Salí, como digo, de nuestro pueblo, entré en Francia,
y
aunque allí nos hacían buen acogimiento, quise verlo
todo. Pasé a
Italia y llegué a Alemania, y allí me pareció que
se podía vivir con más libertad, porque sus habitadores
no miran en muchas delicadezas: cada uno vive como quiere, porque en la
mayor parte della se vive con libertad de conciencia. Dejé
tomada
casa en un pueblo junto a Augusta; juntéme con
estos peregrinos, que tienen por costumbre de venir a España
muchos dellos cada año a visitar los santuarios della, que los
tienen por sus Indias, y por certísima granjería y
conocida ganancia:
ándanla casi toda, y no hay pueblo ninguno de donde no salgan
comidos y bebidos, como suele decirse, y con un real, por lo menos, en
dineros, y al cabo de su
viaje salen con más de cien escudos de sobra, que, trocados en
oro, o ya en el hueco de los bordones o entre los remiendos de las
esclavinas o con la industria que ellos pueden, los sacan del reino y
los pasan a sus tierras, a pesar de las guardas de los puestos y
puertos donde se registran.
Ahora es mi intención, Sancho, sacar el tesoro que dejé enterrado, que por estar fuera del pueblo lo podré hacer sin peligro, y escribir o pasar desde Valencia a mi hija y a mi mujer, que sé que están en Argel, y dar traza como traerlas a algún puerto de Francia y desde allí llevarlas a Alemania, donde esperaremos lo que Dios quisiere hacer de nosotros. Que, en resolución, Sancho, yo sé cierto que la Ricota mi hija y Francisca Ricota mi mujer son católicas cristianas, y aunque yo no lo soy tanto, todavía tengo más de cristiano que de moro, y ruego siempre a Dios me abra los ojos del entendimiento y me dé a conocer cómo le tengo de servir.

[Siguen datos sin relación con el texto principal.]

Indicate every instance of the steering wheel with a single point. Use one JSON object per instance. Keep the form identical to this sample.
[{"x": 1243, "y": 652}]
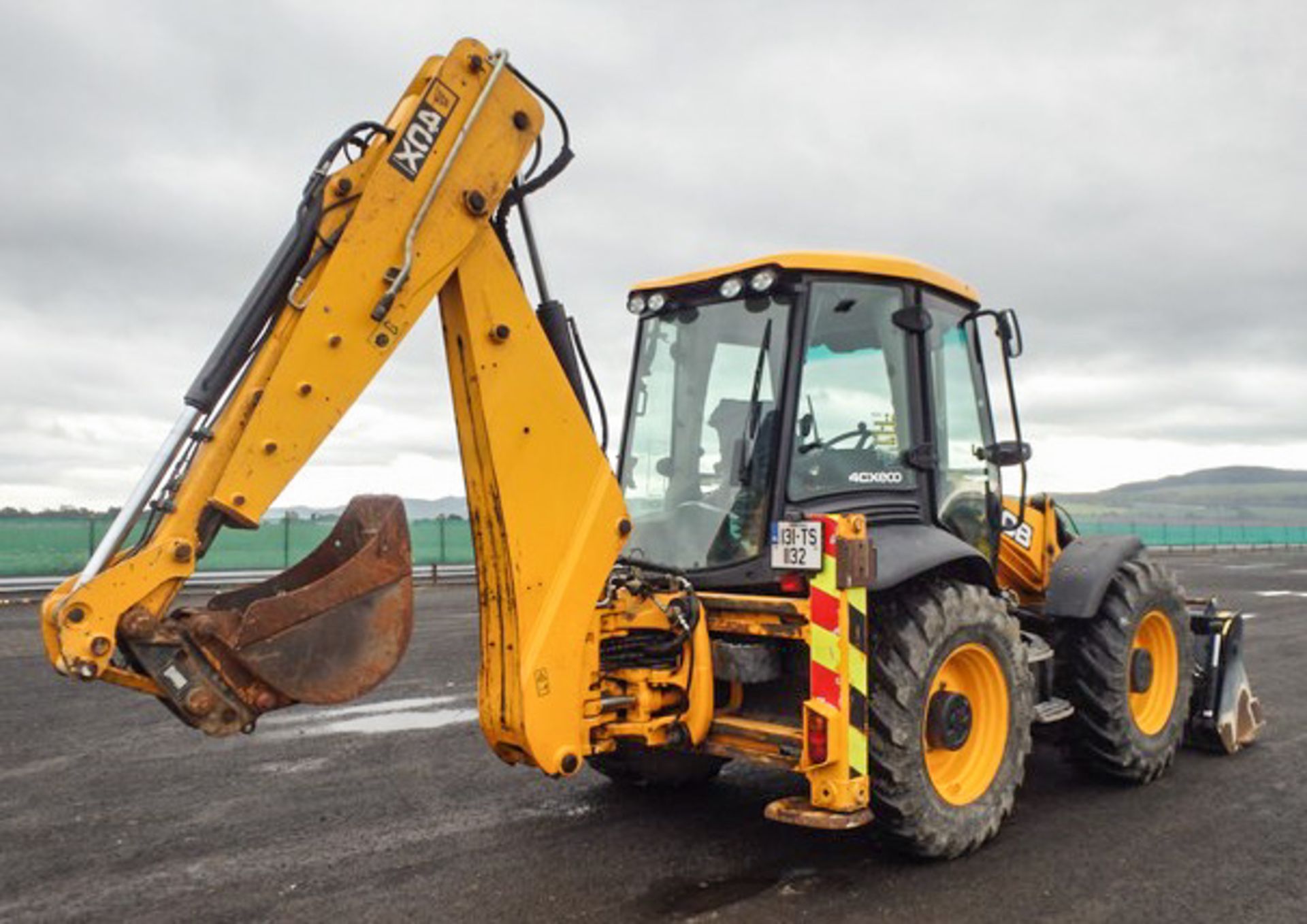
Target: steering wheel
[
  {"x": 863, "y": 433},
  {"x": 703, "y": 505}
]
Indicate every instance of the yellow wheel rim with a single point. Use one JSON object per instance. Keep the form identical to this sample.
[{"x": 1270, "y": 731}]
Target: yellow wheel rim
[
  {"x": 1150, "y": 709},
  {"x": 965, "y": 774}
]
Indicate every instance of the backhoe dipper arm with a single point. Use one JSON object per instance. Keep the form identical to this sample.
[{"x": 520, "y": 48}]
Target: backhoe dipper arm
[{"x": 373, "y": 244}]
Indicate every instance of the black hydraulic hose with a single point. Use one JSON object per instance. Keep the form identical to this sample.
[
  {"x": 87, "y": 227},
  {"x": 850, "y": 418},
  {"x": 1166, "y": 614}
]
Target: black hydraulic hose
[
  {"x": 594, "y": 383},
  {"x": 263, "y": 302},
  {"x": 270, "y": 292}
]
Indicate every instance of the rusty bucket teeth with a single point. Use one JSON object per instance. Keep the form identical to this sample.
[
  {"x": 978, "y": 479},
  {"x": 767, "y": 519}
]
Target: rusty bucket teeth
[{"x": 326, "y": 630}]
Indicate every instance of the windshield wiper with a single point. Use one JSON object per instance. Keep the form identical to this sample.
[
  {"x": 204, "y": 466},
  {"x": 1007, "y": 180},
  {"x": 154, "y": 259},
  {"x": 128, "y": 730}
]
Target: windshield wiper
[{"x": 752, "y": 420}]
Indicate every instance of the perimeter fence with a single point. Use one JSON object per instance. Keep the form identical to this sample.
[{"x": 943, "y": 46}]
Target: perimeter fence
[
  {"x": 52, "y": 545},
  {"x": 57, "y": 545}
]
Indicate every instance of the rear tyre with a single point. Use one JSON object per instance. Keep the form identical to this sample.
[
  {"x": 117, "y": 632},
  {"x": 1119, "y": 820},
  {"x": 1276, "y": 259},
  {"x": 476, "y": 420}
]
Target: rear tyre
[
  {"x": 638, "y": 766},
  {"x": 1129, "y": 676},
  {"x": 950, "y": 710}
]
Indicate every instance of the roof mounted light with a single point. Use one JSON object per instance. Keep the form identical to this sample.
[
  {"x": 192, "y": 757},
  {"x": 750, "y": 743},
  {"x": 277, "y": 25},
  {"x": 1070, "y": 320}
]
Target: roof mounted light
[{"x": 762, "y": 280}]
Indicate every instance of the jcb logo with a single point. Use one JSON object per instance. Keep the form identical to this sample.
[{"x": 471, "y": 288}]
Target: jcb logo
[
  {"x": 1022, "y": 535},
  {"x": 421, "y": 133}
]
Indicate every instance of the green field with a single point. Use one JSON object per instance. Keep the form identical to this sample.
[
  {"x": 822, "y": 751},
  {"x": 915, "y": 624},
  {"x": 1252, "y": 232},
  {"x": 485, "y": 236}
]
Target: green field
[{"x": 54, "y": 545}]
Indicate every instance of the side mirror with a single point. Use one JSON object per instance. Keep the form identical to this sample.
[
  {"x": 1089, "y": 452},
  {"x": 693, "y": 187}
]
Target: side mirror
[
  {"x": 1005, "y": 452},
  {"x": 1010, "y": 330}
]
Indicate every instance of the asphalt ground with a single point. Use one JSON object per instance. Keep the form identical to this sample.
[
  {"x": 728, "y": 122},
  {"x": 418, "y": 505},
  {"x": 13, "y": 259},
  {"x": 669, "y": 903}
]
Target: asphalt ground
[{"x": 395, "y": 809}]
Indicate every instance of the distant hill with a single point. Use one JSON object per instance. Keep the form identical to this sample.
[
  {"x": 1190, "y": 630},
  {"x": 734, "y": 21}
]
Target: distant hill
[
  {"x": 417, "y": 509},
  {"x": 1230, "y": 495}
]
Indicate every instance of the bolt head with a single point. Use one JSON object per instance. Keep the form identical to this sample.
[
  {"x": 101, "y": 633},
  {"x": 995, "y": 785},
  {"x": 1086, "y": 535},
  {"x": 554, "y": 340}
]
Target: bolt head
[
  {"x": 474, "y": 201},
  {"x": 199, "y": 702}
]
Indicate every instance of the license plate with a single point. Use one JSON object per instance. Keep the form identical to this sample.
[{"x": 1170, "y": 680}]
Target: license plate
[{"x": 796, "y": 545}]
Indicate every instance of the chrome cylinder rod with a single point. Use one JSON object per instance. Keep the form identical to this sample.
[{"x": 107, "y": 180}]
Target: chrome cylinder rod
[{"x": 140, "y": 495}]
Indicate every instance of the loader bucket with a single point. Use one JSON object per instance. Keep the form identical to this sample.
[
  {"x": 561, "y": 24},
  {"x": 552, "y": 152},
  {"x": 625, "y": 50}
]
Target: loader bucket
[
  {"x": 1224, "y": 712},
  {"x": 326, "y": 630}
]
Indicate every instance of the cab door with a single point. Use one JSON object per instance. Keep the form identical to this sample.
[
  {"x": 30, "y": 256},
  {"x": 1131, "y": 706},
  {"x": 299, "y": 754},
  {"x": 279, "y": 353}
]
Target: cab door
[{"x": 966, "y": 485}]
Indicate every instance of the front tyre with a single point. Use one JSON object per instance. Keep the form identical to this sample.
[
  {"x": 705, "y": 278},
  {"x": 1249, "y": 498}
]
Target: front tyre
[
  {"x": 950, "y": 710},
  {"x": 1129, "y": 670}
]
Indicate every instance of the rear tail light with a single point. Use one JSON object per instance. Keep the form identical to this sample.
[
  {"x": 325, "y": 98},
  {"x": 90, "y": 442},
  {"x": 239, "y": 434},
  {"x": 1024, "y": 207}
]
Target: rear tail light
[
  {"x": 794, "y": 583},
  {"x": 818, "y": 742}
]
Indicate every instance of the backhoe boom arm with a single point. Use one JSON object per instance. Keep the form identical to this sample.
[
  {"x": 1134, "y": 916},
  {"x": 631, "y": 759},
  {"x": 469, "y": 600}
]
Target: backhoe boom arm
[{"x": 374, "y": 242}]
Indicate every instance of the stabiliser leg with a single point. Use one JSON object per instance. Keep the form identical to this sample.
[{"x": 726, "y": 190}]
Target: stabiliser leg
[{"x": 1224, "y": 712}]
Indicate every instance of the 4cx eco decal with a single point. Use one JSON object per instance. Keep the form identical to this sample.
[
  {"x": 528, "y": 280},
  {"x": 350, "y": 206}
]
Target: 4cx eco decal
[{"x": 424, "y": 129}]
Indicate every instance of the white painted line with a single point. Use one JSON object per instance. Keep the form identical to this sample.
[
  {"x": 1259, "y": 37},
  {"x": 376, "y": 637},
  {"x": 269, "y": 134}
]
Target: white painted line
[
  {"x": 365, "y": 709},
  {"x": 378, "y": 725}
]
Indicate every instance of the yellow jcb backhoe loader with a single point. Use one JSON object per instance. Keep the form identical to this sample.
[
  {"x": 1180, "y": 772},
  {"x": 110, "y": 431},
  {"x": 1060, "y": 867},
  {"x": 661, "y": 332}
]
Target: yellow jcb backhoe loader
[{"x": 804, "y": 560}]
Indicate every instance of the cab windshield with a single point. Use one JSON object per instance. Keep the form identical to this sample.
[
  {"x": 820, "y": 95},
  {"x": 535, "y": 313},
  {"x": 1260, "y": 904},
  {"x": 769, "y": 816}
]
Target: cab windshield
[{"x": 703, "y": 428}]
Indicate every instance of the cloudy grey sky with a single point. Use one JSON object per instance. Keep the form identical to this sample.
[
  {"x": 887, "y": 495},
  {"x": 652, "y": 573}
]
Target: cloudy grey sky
[{"x": 1129, "y": 177}]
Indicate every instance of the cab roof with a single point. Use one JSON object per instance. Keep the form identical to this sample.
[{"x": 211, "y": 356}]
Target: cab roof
[{"x": 833, "y": 262}]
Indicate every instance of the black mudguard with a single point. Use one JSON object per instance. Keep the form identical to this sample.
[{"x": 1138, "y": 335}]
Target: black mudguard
[
  {"x": 1082, "y": 573},
  {"x": 910, "y": 549}
]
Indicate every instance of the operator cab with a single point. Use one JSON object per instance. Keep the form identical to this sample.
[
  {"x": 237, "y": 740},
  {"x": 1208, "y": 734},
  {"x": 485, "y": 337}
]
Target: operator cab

Y lo que me tiene admirado es no saber por qué se fue mi mujer y mi hija antes a Berbería que a Francia, adonde podía vivir como cristiana.
A lo que respondió Sancho:
—Mira, Ricote, eso no debió estar en su mano, porque las llevó Juan Tiopieyo, el hermano de tu mujer, y como debe de ser fino moro, fuese a lo más bien parado; y séte decir otra cosa: que creo que vas en balde a buscar lo que dejaste encerrado, porque tuvimos nuevas que habían quitado a tu cuñado y tu mujer muchas perlas y mucho dinero en oro que llevaban por registrar.
—Bien puede ser eso —replicó Ricote—, pero yo sé, Sancho, que no tocaron a mi encierro, porque yo no les descubrí dónde estaba, temeroso de algún desmán; y, así, si tú, Sancho, quieres venir conmigo y ayudarme a sacarlo y a encubrirlo, yo te daré docientos escudos, con que podrás remediar tus necesidades, que ya sabes que sé yo que las tienes muchas.
—Yo lo hiciera —respondió Sancho—, pero no soy nada codicioso, que, a serlo, un oficio dejé yo esta mañana de las manos donde pudiera hacer las paredes de mi casa de oro y comer antes de seis meses en platos de plata; y así por esto como por parecerme haría traición a mi rey en dar favor a sus enemigos, no fuera contigo, si como me prometes docientos escudos me dieras aquí de contado cuatrocientos.